NOKIA, Finland — Nokian Tyres P.L.C. suffered double-digit drops in operating income for the quarter and half-year periods ended June 30 on slightly lower sales revenue.
Nokian management cited the negative effects of lower passenger tire sales volume in Central Europe, currency exchange losses and higher material and production costs for the earnings drops.
Operating profit fell 12.8% and 12.6%, respectively, for the quarter and half-year, to $105.7 million and $166.3 million, Nokian said. Sales were off 2.3% in the quarter to $470.9 million and 0.3% for the half-year to $857.1 million.

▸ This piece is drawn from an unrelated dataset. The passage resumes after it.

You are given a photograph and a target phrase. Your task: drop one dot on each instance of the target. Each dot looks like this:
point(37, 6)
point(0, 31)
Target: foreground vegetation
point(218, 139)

Net earnings fell 16.5% in the quarter to $82 million but more than doubled in the first half to $300.7 million due to extraordinary gains related to rulings on tax disputes from the years 2007−11.
For fiscal 2019, Nokian expects net sales in markets "with comparable currencies" to be slightly higher than in fiscal 2018 and operating profit to be lower, especially considering "significant" additional operating costs related to the firm's considerable ongoing capital investment projects.

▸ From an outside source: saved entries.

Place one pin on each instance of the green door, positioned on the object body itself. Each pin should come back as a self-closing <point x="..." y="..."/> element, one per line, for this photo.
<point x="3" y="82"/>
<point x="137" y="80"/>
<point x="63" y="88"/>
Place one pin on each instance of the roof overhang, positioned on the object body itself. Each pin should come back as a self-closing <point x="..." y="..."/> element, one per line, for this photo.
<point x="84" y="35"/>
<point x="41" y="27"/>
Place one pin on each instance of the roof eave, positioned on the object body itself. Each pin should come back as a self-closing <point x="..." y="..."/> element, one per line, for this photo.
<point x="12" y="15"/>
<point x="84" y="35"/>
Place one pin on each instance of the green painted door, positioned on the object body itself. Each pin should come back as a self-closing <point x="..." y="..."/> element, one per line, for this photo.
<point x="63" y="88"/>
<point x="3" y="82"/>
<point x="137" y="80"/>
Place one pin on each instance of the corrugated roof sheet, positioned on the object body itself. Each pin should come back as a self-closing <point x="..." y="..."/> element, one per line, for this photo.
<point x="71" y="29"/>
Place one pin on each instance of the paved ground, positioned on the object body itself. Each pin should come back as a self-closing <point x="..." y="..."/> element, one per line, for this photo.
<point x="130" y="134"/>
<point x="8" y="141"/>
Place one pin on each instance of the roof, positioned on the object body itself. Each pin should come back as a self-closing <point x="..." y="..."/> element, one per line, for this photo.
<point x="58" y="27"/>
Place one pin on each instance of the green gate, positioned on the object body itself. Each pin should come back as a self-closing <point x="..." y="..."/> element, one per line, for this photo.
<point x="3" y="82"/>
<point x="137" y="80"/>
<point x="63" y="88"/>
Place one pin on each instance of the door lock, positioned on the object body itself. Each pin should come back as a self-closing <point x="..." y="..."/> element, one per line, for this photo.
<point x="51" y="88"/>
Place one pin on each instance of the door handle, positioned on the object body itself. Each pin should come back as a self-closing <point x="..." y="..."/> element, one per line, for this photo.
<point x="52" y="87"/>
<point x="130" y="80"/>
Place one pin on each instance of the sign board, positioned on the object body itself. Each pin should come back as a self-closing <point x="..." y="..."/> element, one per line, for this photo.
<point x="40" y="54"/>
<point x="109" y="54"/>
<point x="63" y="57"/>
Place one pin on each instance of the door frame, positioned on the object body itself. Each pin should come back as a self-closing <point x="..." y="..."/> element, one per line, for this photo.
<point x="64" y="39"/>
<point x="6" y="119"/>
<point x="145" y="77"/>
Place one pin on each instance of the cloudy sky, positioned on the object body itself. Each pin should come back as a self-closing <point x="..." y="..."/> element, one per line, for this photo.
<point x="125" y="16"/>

"Despite market uncertainties, we will continue to pursue our growth agenda going forward," Nokian President and CEO Hille Korhonen said. During the first half, Nokian made capital investments totaling $166 million, including at its U.S. plant in Dayton, Tenn.
During the periods under review, North America was a bright spot for Nokian, reporting sales gains of 10.5% and 3% in the quarter and half-year, to $61.2 million and $109 million, respectively.